6 In het rapport van De Hoop et al. (2004) worden de effecten van het mestbeleid op de overschotten

uitgedrukt ten opzichte van 2004 en wordt rekening gehouden met de ontwikkelingen in de landbouw (aantal dieren, excreties, gewassen) in 2006 en 2009.

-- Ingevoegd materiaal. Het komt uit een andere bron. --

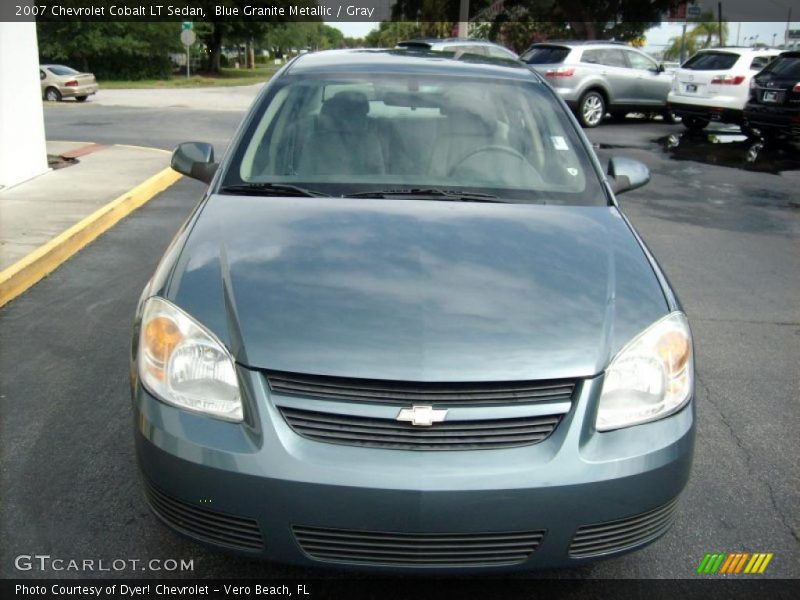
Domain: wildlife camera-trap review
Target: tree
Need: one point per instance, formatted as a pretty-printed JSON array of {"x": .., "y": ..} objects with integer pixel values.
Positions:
[
  {"x": 390, "y": 32},
  {"x": 702, "y": 35},
  {"x": 622, "y": 20}
]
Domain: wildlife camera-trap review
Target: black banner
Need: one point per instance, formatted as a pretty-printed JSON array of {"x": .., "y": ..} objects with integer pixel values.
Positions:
[
  {"x": 557, "y": 11},
  {"x": 391, "y": 589}
]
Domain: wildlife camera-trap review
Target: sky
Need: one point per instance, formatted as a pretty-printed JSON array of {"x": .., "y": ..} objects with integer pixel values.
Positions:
[{"x": 657, "y": 37}]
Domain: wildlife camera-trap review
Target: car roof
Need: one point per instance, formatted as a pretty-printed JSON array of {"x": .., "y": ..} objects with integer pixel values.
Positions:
[
  {"x": 470, "y": 41},
  {"x": 741, "y": 50},
  {"x": 571, "y": 43},
  {"x": 408, "y": 61}
]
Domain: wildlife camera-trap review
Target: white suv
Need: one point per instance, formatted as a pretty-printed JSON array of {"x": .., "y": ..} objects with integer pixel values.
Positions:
[{"x": 714, "y": 85}]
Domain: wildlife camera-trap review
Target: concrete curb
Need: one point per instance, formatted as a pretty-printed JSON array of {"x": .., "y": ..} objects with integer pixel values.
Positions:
[{"x": 46, "y": 258}]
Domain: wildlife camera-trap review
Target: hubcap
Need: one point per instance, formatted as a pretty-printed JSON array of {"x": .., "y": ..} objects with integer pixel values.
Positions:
[{"x": 592, "y": 110}]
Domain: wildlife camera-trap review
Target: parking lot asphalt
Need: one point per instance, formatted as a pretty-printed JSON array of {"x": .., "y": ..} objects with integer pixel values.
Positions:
[{"x": 720, "y": 213}]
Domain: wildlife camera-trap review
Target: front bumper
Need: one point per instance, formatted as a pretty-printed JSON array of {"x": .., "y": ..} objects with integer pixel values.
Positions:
[
  {"x": 258, "y": 488},
  {"x": 711, "y": 112}
]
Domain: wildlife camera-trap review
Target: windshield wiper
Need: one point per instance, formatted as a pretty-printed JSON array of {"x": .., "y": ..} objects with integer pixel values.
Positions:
[
  {"x": 437, "y": 193},
  {"x": 270, "y": 189}
]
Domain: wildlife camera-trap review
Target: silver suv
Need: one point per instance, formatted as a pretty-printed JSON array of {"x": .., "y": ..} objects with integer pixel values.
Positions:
[{"x": 599, "y": 77}]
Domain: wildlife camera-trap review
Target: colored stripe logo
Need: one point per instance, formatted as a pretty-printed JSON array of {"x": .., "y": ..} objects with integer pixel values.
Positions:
[{"x": 734, "y": 563}]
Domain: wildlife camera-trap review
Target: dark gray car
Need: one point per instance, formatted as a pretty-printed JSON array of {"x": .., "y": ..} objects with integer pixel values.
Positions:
[
  {"x": 597, "y": 77},
  {"x": 408, "y": 327}
]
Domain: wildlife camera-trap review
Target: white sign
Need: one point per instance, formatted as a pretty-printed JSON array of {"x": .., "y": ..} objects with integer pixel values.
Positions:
[{"x": 188, "y": 37}]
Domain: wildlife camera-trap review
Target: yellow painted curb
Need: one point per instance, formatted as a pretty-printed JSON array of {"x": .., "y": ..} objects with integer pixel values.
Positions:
[{"x": 47, "y": 258}]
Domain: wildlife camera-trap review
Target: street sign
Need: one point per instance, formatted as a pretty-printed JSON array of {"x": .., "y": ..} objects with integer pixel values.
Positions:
[
  {"x": 188, "y": 37},
  {"x": 693, "y": 11}
]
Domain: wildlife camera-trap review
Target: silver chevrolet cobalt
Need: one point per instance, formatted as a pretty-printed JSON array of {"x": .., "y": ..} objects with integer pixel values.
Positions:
[{"x": 408, "y": 328}]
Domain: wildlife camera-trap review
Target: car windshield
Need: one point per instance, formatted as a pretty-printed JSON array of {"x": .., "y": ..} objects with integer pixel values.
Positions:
[
  {"x": 345, "y": 135},
  {"x": 59, "y": 70},
  {"x": 544, "y": 55},
  {"x": 711, "y": 61}
]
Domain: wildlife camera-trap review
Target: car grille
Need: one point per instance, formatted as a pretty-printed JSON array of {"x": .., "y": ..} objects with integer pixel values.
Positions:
[
  {"x": 417, "y": 549},
  {"x": 205, "y": 524},
  {"x": 450, "y": 435},
  {"x": 614, "y": 536},
  {"x": 439, "y": 394}
]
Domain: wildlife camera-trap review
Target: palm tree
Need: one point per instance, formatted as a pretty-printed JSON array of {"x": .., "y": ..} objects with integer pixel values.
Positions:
[{"x": 702, "y": 35}]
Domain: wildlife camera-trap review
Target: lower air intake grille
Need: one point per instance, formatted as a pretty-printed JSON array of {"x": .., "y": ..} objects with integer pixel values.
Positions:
[
  {"x": 201, "y": 523},
  {"x": 614, "y": 536},
  {"x": 417, "y": 549},
  {"x": 376, "y": 391},
  {"x": 388, "y": 433}
]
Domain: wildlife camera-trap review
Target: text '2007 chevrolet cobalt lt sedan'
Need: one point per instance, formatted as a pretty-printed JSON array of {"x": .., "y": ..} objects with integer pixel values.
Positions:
[{"x": 408, "y": 328}]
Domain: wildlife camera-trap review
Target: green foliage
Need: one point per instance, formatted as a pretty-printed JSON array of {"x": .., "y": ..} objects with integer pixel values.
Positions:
[{"x": 112, "y": 50}]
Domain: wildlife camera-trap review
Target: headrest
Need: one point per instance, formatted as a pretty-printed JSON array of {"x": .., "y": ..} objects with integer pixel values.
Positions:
[
  {"x": 465, "y": 122},
  {"x": 346, "y": 106}
]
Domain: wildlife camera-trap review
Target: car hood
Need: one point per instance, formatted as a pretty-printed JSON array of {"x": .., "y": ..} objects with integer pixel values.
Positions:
[{"x": 416, "y": 289}]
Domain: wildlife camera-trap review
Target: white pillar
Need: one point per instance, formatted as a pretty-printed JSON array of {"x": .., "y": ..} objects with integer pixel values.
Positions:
[{"x": 22, "y": 147}]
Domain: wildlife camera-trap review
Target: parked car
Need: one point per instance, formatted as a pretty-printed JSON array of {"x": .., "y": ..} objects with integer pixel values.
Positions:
[
  {"x": 59, "y": 82},
  {"x": 459, "y": 46},
  {"x": 408, "y": 327},
  {"x": 596, "y": 78},
  {"x": 714, "y": 84},
  {"x": 774, "y": 105}
]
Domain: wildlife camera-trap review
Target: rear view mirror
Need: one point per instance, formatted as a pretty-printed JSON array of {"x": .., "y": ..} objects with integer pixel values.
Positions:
[
  {"x": 196, "y": 160},
  {"x": 625, "y": 174}
]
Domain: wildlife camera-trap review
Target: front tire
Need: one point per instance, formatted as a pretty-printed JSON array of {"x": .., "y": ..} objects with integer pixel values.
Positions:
[
  {"x": 695, "y": 123},
  {"x": 51, "y": 94},
  {"x": 591, "y": 109}
]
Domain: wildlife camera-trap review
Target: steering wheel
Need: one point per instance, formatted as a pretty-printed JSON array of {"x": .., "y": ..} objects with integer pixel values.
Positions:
[{"x": 481, "y": 150}]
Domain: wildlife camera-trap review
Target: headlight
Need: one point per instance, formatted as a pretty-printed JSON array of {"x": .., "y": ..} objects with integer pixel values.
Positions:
[
  {"x": 184, "y": 364},
  {"x": 650, "y": 378}
]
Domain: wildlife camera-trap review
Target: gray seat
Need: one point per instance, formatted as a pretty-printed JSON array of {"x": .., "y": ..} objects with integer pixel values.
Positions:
[
  {"x": 463, "y": 133},
  {"x": 343, "y": 140}
]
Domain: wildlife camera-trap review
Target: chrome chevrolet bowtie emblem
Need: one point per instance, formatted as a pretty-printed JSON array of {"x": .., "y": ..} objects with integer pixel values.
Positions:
[{"x": 422, "y": 416}]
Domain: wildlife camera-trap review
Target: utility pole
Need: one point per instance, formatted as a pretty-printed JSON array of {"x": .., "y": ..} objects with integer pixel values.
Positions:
[
  {"x": 463, "y": 19},
  {"x": 682, "y": 56}
]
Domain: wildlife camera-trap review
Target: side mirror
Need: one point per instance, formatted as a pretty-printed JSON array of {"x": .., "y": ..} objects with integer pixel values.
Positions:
[
  {"x": 196, "y": 160},
  {"x": 625, "y": 174}
]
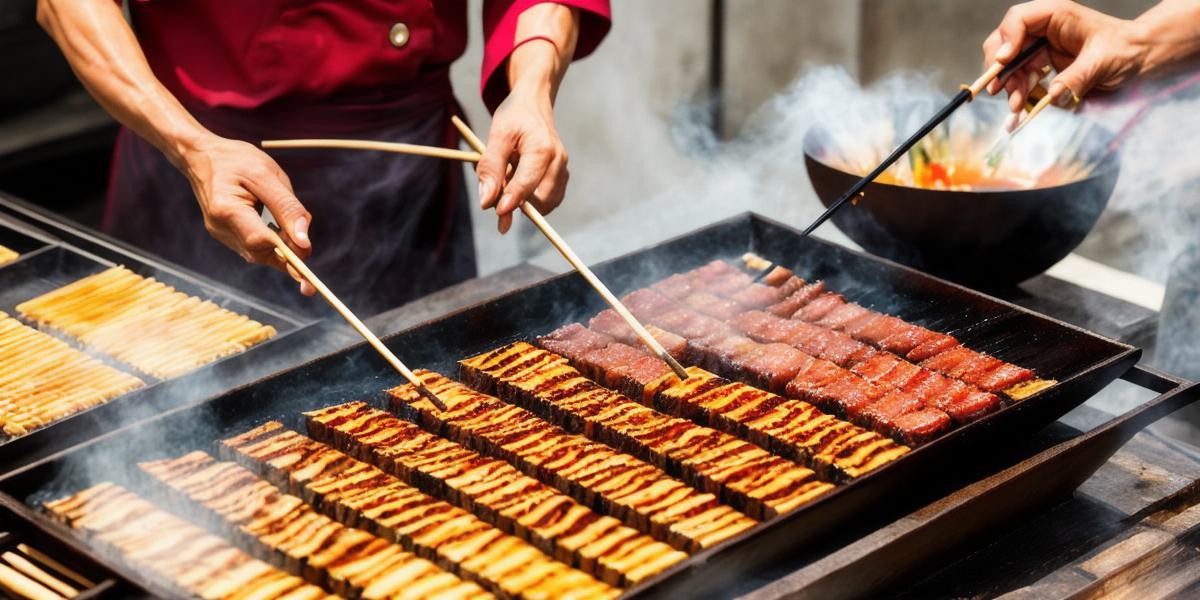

6 Luesink et al. (2004) rapporteert over onderzoek naar de effecten (sociaal-economisch,

mineralen-overschotten, nationaal mestoverschot) van vier verschillende beleidsvarianten voor gebruiksnormen naast een referentievariant op basis MINAS. Luesink et al. geeft de effecten van het mestbeleid op de berekende mestoverschotten op nationaal niveau voor 4 varianten ten opzichte van 2002 met de MINAS-normen van 2005 (verliesnorm P 20 kg) als referentiesituatie. De uitkomsten van Luesink et al. zijn meer vergelijkbaar met deze studie naar de effecten van het mestbeleid voor de broeikasgassen dan de studie van de Hoop et al. (2004). Echter, ten tijde van de studie van Luesink et al. was er nog geen gebruiksnorm voor dierlijke mest voor fosfaat vastgesteld. Variant N4P3 komt het meest in de buurt van de in onderhavige studie doorgerekende variant waarbij de derogatie van 250 kg N wordt gehonoreerd. Het fosfaatoverschot bij N4P3 is 13 mln kg P2O5 tegenover 10 mln kg in onze studie. Het berekende N-overschot is in Luesink et al. 22 mln kg N terwijl wij een afname van het N-N-overschot berekenen van 20 mln kg N. Dit heeft te maken met een correctie op de N excretie in de studie van Luesink et al. Bovendien vergelijkt Luesink et al. (2004) de effecten voor zowel fosfaat als stikstof met 2002. Tussen 2002 en 2003 zijn de producties van beide mineralen gedaald (CBS-statline).

(18)

18 Alterra-rapport 889 Tussen 2006 en 2009 zullen de gebruiksnormen voor totaal stikstof verder worden aangescherpt. De grootste beperking vindt plaats op grasland. Voor bouwland-gewassen is de norm in 2009 tussen 0 en 20 kg N lager dan in 2006. Maar, de gebruiksnormen voor bouwlandgewassen kunnen nog worden aangepast. Indien de gebruiksnormen dan lager worden, beïnvloedt dit de verwachte vermindering van de emissie van lachgas in gunstige (minder emissies) zin. Indien de gebruiksnormen hoger worden leidt dit in principe tot een toename van de emissie van lachgas. De fosfaatgebruiksnorm daalt voor grasland en bouwland tussen 2006 en 2009 met 15 kg. Bij een gemiddelde stikstof : fosfaatverhouding van respectievelijk 3 : 1 voor rundveemest, van 2 : 1 voor varkens en van 2,5 : 1 voor pluimveemest betekent dit dat fosfaat over enige tijd (2009) limiterend gaat werken voor zowel grasland als bouwland (bij handhaving van het huidige gebruik aan kunstmest).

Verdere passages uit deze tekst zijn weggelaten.